66. It was the Courts opinion that the effect of section 25 was to ensure that the medical examination and report is objective, fair, accurate and sound thus securing the interests of both employer and employee advancing equality and does not accord differential treatment. Therefore, the section does not contravene both constitutions.
67. With regard to section 58(2)’s retrospective application, the Court was of the opinion that it is legislative practice where a new judicial forum is created to replace an existing one is meant to ensure finalization of all proceedings pending in the previous system before the forum they were commenced.
68. They agreed with the Appellate Court that claimants with pending cases under the previous law have legitimate expectation that upon passage of the Act their cases would be concluded under the judicial process they evoked.
69. Additionally, the Court opined that the retrospective operation of statutes is not illegal nor is it in contravention of the Constitution.

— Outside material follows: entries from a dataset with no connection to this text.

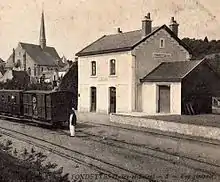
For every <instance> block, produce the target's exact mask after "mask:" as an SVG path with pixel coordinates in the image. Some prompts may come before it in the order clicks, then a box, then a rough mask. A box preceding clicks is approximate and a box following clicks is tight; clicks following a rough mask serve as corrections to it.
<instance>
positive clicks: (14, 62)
mask: <svg viewBox="0 0 220 182" xmlns="http://www.w3.org/2000/svg"><path fill="white" fill-rule="evenodd" d="M12 61H13V64H14V63H15V49H14V48H13V51H12Z"/></svg>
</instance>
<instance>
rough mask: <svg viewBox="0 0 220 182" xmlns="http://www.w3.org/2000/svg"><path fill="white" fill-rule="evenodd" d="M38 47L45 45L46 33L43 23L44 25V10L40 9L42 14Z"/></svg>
mask: <svg viewBox="0 0 220 182" xmlns="http://www.w3.org/2000/svg"><path fill="white" fill-rule="evenodd" d="M40 47H41V48H42V49H44V48H45V47H46V35H45V25H44V11H42V15H41V26H40Z"/></svg>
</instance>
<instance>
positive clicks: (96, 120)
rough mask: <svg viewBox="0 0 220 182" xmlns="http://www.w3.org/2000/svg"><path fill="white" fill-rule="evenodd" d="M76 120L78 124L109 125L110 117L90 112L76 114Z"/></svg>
mask: <svg viewBox="0 0 220 182" xmlns="http://www.w3.org/2000/svg"><path fill="white" fill-rule="evenodd" d="M76 114H77V119H78V120H79V121H80V122H98V123H100V122H101V123H109V122H110V115H108V114H101V113H92V112H76Z"/></svg>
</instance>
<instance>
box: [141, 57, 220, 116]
mask: <svg viewBox="0 0 220 182" xmlns="http://www.w3.org/2000/svg"><path fill="white" fill-rule="evenodd" d="M140 81H141V83H142V110H143V112H144V113H147V114H153V115H155V114H165V113H167V114H168V113H169V114H203V113H211V112H212V97H213V96H215V95H216V93H218V91H219V88H220V87H219V84H217V83H219V82H220V76H219V75H218V73H217V72H216V71H215V70H214V68H213V67H212V65H211V64H210V60H208V59H206V58H205V59H202V60H197V61H178V62H163V63H161V64H160V65H159V66H157V67H156V68H155V69H154V70H152V71H151V72H150V73H149V74H147V75H146V76H145V77H144V78H142V79H141V80H140Z"/></svg>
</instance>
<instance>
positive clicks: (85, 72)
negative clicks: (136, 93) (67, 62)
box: [78, 51, 135, 113]
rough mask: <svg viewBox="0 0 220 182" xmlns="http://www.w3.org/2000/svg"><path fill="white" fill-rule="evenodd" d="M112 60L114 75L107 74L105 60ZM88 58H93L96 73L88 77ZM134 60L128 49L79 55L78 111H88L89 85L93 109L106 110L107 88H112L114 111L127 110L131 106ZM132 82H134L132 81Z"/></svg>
mask: <svg viewBox="0 0 220 182" xmlns="http://www.w3.org/2000/svg"><path fill="white" fill-rule="evenodd" d="M111 59H115V60H116V75H115V76H111V75H110V69H109V68H110V67H109V63H110V60H111ZM91 61H96V65H97V68H96V74H97V75H96V76H91ZM134 61H135V59H133V58H132V55H131V52H130V51H129V52H122V53H110V54H100V55H93V56H83V57H79V59H78V66H79V67H78V69H79V75H78V76H79V86H78V88H79V90H78V91H79V96H80V97H79V98H78V110H79V112H89V111H90V99H91V98H90V87H92V86H94V87H96V91H97V104H96V108H97V110H96V111H97V112H99V113H108V111H109V87H116V112H130V111H132V108H133V105H134V98H135V96H134V94H135V91H134V89H135V88H134V86H132V81H133V79H134V73H133V72H134V71H135V69H134ZM133 85H134V84H133Z"/></svg>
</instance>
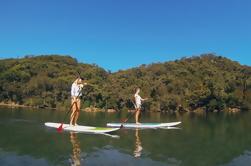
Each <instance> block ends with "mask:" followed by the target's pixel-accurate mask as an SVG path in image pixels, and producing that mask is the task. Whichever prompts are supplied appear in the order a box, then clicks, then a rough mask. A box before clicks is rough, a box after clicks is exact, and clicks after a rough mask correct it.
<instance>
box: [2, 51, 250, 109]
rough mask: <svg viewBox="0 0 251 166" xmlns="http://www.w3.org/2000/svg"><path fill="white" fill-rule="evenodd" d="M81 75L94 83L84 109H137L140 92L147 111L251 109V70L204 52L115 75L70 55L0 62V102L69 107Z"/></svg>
mask: <svg viewBox="0 0 251 166" xmlns="http://www.w3.org/2000/svg"><path fill="white" fill-rule="evenodd" d="M78 72H79V73H80V74H81V76H82V77H83V78H85V79H86V80H87V81H88V83H90V85H88V86H86V87H85V88H84V90H83V92H84V96H83V100H82V102H83V104H84V106H85V107H89V106H94V107H98V108H104V109H107V108H113V109H116V110H122V109H131V108H133V103H132V101H131V100H132V99H133V94H134V92H135V89H136V88H137V87H139V88H141V90H142V92H141V96H142V97H147V98H149V100H148V101H146V102H145V103H144V109H145V110H148V111H177V110H187V111H193V110H196V109H198V108H202V109H203V110H205V111H215V110H219V111H221V110H224V109H226V108H240V109H248V108H250V104H249V103H251V79H250V76H251V67H249V66H243V65H240V64H239V63H238V62H234V61H231V60H230V59H227V58H225V57H222V56H216V55H214V54H203V55H200V56H195V57H190V58H182V59H180V60H176V61H170V62H165V63H154V64H150V65H141V66H139V67H136V68H132V69H128V70H123V71H122V70H121V71H118V72H115V73H111V72H109V71H106V70H104V69H102V68H101V67H99V66H97V65H94V64H93V65H90V64H83V63H78V62H77V60H76V59H74V58H72V57H70V56H59V55H41V56H26V57H24V58H21V59H3V60H0V102H15V103H17V104H23V105H29V106H43V107H53V108H56V107H67V106H69V104H70V101H69V99H70V88H71V84H72V82H73V81H74V79H75V78H76V76H77V73H78Z"/></svg>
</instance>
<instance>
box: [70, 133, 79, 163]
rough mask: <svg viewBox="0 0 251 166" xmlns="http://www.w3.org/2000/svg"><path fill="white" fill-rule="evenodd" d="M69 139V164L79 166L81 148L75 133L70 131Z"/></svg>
mask: <svg viewBox="0 0 251 166" xmlns="http://www.w3.org/2000/svg"><path fill="white" fill-rule="evenodd" d="M70 141H71V144H72V155H71V159H70V162H71V163H70V164H71V166H79V165H81V149H80V142H79V140H78V137H77V133H75V132H70Z"/></svg>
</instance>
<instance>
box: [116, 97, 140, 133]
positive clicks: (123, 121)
mask: <svg viewBox="0 0 251 166" xmlns="http://www.w3.org/2000/svg"><path fill="white" fill-rule="evenodd" d="M132 103H133V105H134V108H135V109H136V108H137V107H136V104H135V103H134V102H133V101H132ZM137 111H139V109H136V111H135V112H133V113H130V114H129V116H127V118H126V119H125V120H124V121H123V122H121V125H120V129H121V128H123V123H126V122H127V121H128V120H129V119H130V118H131V117H132V115H134V114H135V113H136V112H137Z"/></svg>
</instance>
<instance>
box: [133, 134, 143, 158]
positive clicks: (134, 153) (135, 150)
mask: <svg viewBox="0 0 251 166" xmlns="http://www.w3.org/2000/svg"><path fill="white" fill-rule="evenodd" d="M142 150H143V147H142V146H141V141H140V137H139V129H136V130H135V150H134V157H136V158H138V157H140V156H141V154H142Z"/></svg>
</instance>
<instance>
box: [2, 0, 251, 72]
mask: <svg viewBox="0 0 251 166" xmlns="http://www.w3.org/2000/svg"><path fill="white" fill-rule="evenodd" d="M250 9H251V1H250V0H0V58H1V59H4V58H20V57H24V56H25V55H46V54H60V55H70V56H72V57H74V58H76V59H77V60H78V61H79V62H81V63H89V64H97V65H99V66H101V67H103V68H105V69H106V70H110V71H113V72H115V71H118V70H124V69H128V68H131V67H137V66H139V65H141V64H151V63H156V62H165V61H171V60H176V59H180V58H182V57H190V56H196V55H200V54H203V53H215V54H217V55H221V56H225V57H227V58H230V59H232V60H234V61H238V62H240V63H241V64H244V65H249V66H251V10H250Z"/></svg>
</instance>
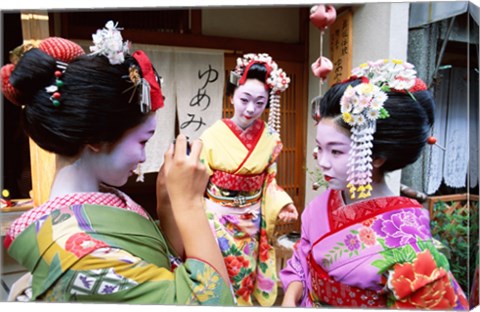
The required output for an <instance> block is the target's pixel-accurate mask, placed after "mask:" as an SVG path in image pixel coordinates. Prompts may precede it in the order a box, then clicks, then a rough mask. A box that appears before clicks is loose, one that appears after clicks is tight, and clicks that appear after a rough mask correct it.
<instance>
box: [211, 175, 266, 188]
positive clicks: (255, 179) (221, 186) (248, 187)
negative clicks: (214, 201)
mask: <svg viewBox="0 0 480 312" xmlns="http://www.w3.org/2000/svg"><path fill="white" fill-rule="evenodd" d="M265 176H266V172H263V173H261V174H257V175H248V176H246V175H240V174H233V173H228V172H225V171H215V172H214V173H213V175H212V176H211V177H210V182H211V183H213V184H215V185H216V186H218V187H220V188H223V189H227V190H231V191H242V192H253V191H256V190H260V189H261V188H262V186H263V182H264V181H265Z"/></svg>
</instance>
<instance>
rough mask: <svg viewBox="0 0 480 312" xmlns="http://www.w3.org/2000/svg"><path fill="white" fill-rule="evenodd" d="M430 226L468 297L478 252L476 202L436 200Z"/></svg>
mask: <svg viewBox="0 0 480 312" xmlns="http://www.w3.org/2000/svg"><path fill="white" fill-rule="evenodd" d="M430 226H431V228H432V235H433V237H434V238H435V239H436V240H438V241H439V242H440V243H441V244H442V245H443V246H444V247H445V248H446V249H447V252H446V255H447V257H448V258H449V262H450V269H451V271H452V273H453V275H454V276H455V278H456V279H457V281H458V283H459V284H460V286H461V287H462V289H463V290H464V291H465V293H466V294H467V295H468V293H469V290H470V285H472V282H473V280H472V278H473V275H474V272H475V265H472V264H475V259H477V253H478V201H470V202H469V201H463V202H444V201H437V202H436V203H435V204H434V206H433V217H432V220H431V222H430Z"/></svg>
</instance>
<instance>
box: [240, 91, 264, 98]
mask: <svg viewBox="0 0 480 312" xmlns="http://www.w3.org/2000/svg"><path fill="white" fill-rule="evenodd" d="M242 93H243V94H244V95H248V96H251V97H253V95H251V94H250V93H248V92H246V91H243V92H242ZM256 98H257V99H259V98H262V99H266V98H267V97H266V96H263V95H260V96H258V97H256Z"/></svg>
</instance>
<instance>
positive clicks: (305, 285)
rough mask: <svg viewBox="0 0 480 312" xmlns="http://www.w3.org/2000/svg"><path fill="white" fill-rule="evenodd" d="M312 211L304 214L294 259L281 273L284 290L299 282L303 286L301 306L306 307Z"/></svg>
mask: <svg viewBox="0 0 480 312" xmlns="http://www.w3.org/2000/svg"><path fill="white" fill-rule="evenodd" d="M309 218H310V209H309V207H307V208H306V209H305V211H304V212H303V213H302V227H301V236H300V240H299V241H298V242H297V243H296V244H295V245H294V248H293V254H292V257H291V258H290V259H289V260H288V261H287V264H286V266H285V268H283V269H282V270H281V271H280V281H281V282H282V286H283V289H285V290H286V289H287V288H288V286H289V285H290V283H292V282H295V281H298V282H301V283H302V285H303V294H302V297H301V306H305V303H306V302H307V297H308V289H309V285H310V280H309V274H308V264H307V255H308V253H309V251H310V249H311V238H310V237H309V230H308V227H309V225H310V223H309V222H310V220H309Z"/></svg>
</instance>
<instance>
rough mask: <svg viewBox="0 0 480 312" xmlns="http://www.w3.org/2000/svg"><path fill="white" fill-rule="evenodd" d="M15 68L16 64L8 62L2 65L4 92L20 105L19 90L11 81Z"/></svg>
mask: <svg viewBox="0 0 480 312" xmlns="http://www.w3.org/2000/svg"><path fill="white" fill-rule="evenodd" d="M14 69H15V65H13V64H7V65H4V66H2V69H1V75H2V93H3V95H5V97H6V98H7V99H8V100H9V101H10V102H12V103H13V104H15V105H18V106H20V103H19V102H18V100H17V99H18V96H19V94H18V92H17V90H16V89H15V88H14V87H13V86H12V84H11V83H10V81H9V79H10V75H11V74H12V72H13V70H14Z"/></svg>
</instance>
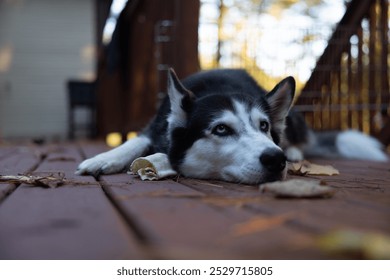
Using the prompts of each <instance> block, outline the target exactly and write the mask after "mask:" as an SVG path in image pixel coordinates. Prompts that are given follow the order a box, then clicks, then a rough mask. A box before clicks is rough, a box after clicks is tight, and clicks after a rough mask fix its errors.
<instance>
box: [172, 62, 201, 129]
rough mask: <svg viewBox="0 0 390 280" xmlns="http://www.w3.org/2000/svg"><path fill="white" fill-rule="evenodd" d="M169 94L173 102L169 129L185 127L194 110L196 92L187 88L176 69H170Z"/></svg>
mask: <svg viewBox="0 0 390 280" xmlns="http://www.w3.org/2000/svg"><path fill="white" fill-rule="evenodd" d="M168 96H169V101H170V104H171V112H170V115H169V116H168V124H169V129H170V130H171V131H172V129H173V128H175V127H184V126H185V123H186V121H187V114H188V113H189V112H190V111H191V110H192V105H193V102H194V99H195V98H194V94H193V93H192V92H191V91H189V90H188V89H186V88H185V87H184V86H183V84H182V83H181V82H180V80H179V78H178V77H177V75H176V73H175V71H174V70H173V69H172V68H170V69H169V71H168Z"/></svg>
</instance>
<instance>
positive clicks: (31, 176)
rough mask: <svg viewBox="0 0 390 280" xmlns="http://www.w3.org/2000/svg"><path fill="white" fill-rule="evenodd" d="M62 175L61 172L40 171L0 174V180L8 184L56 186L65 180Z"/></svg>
mask: <svg viewBox="0 0 390 280" xmlns="http://www.w3.org/2000/svg"><path fill="white" fill-rule="evenodd" d="M64 177H65V174H64V173H62V172H58V173H47V174H43V173H41V174H40V175H38V174H34V175H33V174H26V175H0V182H2V183H8V184H27V185H33V186H39V187H44V188H56V187H59V186H61V185H63V184H64V183H65V182H66V180H65V179H64Z"/></svg>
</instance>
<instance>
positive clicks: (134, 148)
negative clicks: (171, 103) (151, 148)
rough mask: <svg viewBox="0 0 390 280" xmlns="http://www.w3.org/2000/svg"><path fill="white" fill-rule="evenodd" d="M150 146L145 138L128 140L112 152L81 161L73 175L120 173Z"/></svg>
mask: <svg viewBox="0 0 390 280" xmlns="http://www.w3.org/2000/svg"><path fill="white" fill-rule="evenodd" d="M150 144H151V141H150V139H149V138H148V137H145V136H139V137H136V138H133V139H130V140H128V141H126V142H125V143H123V144H122V145H121V146H119V147H117V148H115V149H113V150H110V151H108V152H105V153H101V154H98V155H96V156H94V157H92V158H90V159H87V160H85V161H83V162H82V163H81V164H80V165H79V167H78V168H77V170H76V172H75V173H76V174H77V175H82V174H90V175H93V176H95V177H96V176H98V175H100V174H113V173H119V172H122V171H124V170H125V169H126V168H128V167H129V165H130V164H131V163H132V161H133V160H134V159H136V158H137V157H140V156H143V155H145V153H146V152H147V150H148V149H149V148H150Z"/></svg>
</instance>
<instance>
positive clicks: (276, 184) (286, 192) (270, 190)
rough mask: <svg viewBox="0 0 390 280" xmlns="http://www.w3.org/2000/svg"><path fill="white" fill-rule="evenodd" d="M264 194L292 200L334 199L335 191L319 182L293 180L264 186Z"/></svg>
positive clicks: (314, 181) (281, 181) (315, 181)
mask: <svg viewBox="0 0 390 280" xmlns="http://www.w3.org/2000/svg"><path fill="white" fill-rule="evenodd" d="M259 189H260V191H262V192H271V193H273V194H274V195H275V196H276V197H290V198H328V197H332V196H333V195H334V193H335V189H334V188H331V187H328V186H326V185H325V184H324V183H323V182H321V181H318V180H303V179H292V180H287V181H277V182H272V183H266V184H262V185H260V187H259Z"/></svg>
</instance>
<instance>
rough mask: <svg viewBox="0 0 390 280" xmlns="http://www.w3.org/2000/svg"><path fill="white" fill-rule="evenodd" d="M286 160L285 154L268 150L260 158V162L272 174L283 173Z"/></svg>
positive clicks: (285, 162)
mask: <svg viewBox="0 0 390 280" xmlns="http://www.w3.org/2000/svg"><path fill="white" fill-rule="evenodd" d="M286 160H287V159H286V156H285V155H284V153H283V152H282V151H281V150H278V149H266V150H265V151H264V152H263V154H262V155H261V156H260V162H261V163H262V164H263V166H264V167H265V168H266V169H267V170H268V171H270V172H280V171H283V169H284V168H285V167H286Z"/></svg>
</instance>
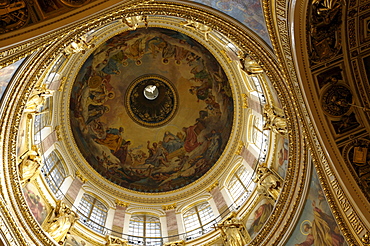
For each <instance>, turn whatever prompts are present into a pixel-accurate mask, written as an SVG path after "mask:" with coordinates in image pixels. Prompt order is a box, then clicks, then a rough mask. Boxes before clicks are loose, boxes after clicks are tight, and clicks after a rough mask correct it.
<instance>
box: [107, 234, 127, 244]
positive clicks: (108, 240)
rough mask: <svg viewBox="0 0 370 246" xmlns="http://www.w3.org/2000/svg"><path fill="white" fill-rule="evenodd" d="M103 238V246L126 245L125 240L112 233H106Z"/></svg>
mask: <svg viewBox="0 0 370 246" xmlns="http://www.w3.org/2000/svg"><path fill="white" fill-rule="evenodd" d="M105 240H106V241H107V242H106V243H105V246H128V244H127V241H126V240H123V239H122V238H119V237H114V236H112V235H107V236H106V237H105Z"/></svg>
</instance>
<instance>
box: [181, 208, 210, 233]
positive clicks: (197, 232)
mask: <svg viewBox="0 0 370 246" xmlns="http://www.w3.org/2000/svg"><path fill="white" fill-rule="evenodd" d="M183 218H184V225H185V231H186V239H187V240H188V239H192V238H196V237H199V236H201V235H202V234H204V233H206V232H208V231H210V230H211V229H212V223H209V222H210V221H211V220H212V219H214V214H213V211H212V208H211V206H210V204H209V203H208V202H204V203H201V204H198V205H196V206H194V207H192V208H190V209H189V210H187V211H186V212H185V213H184V215H183Z"/></svg>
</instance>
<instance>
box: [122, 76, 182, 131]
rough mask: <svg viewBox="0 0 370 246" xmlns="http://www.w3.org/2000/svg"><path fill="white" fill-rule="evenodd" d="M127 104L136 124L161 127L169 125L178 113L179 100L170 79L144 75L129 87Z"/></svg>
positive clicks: (175, 91) (128, 113)
mask: <svg viewBox="0 0 370 246" xmlns="http://www.w3.org/2000/svg"><path fill="white" fill-rule="evenodd" d="M125 103H126V110H127V111H128V114H129V116H130V117H131V119H133V120H134V121H135V122H136V123H138V124H140V125H142V126H146V127H159V126H163V125H164V124H166V123H168V122H169V121H170V120H171V119H172V117H173V116H174V114H175V113H176V110H177V106H178V98H177V93H176V91H175V87H174V86H173V85H172V84H171V82H170V81H169V80H168V79H166V78H165V77H163V76H159V75H144V76H141V77H139V78H138V79H136V80H135V81H134V82H133V83H132V84H131V85H130V86H129V88H128V90H127V94H126V100H125Z"/></svg>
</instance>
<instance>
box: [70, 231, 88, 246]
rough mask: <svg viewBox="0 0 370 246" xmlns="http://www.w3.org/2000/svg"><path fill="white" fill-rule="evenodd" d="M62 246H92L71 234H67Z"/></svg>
mask: <svg viewBox="0 0 370 246" xmlns="http://www.w3.org/2000/svg"><path fill="white" fill-rule="evenodd" d="M63 245H64V246H91V245H92V244H91V243H89V242H86V241H85V240H84V239H82V238H81V237H79V236H76V235H73V233H71V234H67V236H66V240H65V241H64V244H63Z"/></svg>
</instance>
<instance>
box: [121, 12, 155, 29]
mask: <svg viewBox="0 0 370 246" xmlns="http://www.w3.org/2000/svg"><path fill="white" fill-rule="evenodd" d="M122 22H123V24H125V25H126V26H127V27H128V29H129V30H136V28H138V27H139V25H140V23H143V24H144V25H145V27H146V28H148V24H149V23H148V16H146V15H138V16H130V17H125V18H123V19H122Z"/></svg>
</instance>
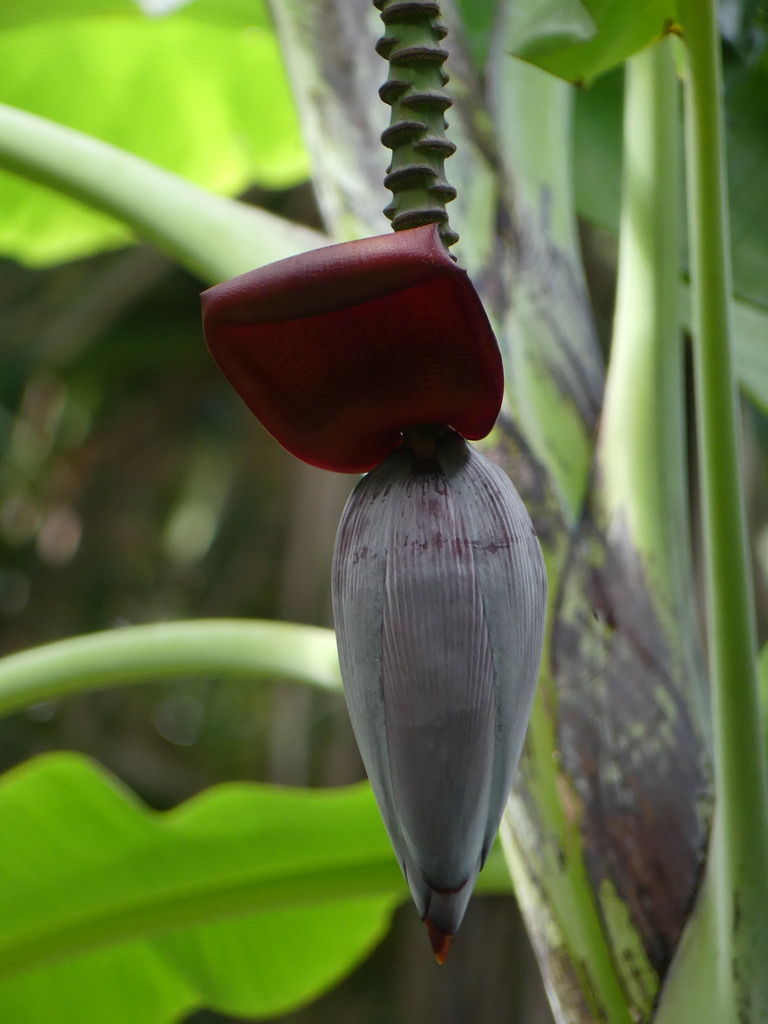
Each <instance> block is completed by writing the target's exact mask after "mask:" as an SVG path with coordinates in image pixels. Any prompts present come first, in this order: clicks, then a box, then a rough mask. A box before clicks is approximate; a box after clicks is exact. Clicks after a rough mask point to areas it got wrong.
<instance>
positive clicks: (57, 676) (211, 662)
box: [0, 618, 341, 715]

In so doing, they disagreed that the effect of section 58 was to take away the right to legal process, extinguish access to courts and take away property rights without due process.
70. Additionally, the Court opined that all matters pending resolution under the previous legal regime were to be continued under WIBA and they saw no evidence of denial of any right. Furthermore, they saw nothing unconstitutional in WIBA being applied in a manner consistent with its provisions but taking into account the invoked legal regime.
Conclusion
71. The Court in concluding the matter saw no merit in the appeal and were satisfied with how the Appellate Court had properly applied its collective mind to the issues of unconstitutionality raised. It therefore saw it fit not to issue any remedies save for dismissal of the petition. With the matter being one of public interest, they precluded the petitioner from paying costs.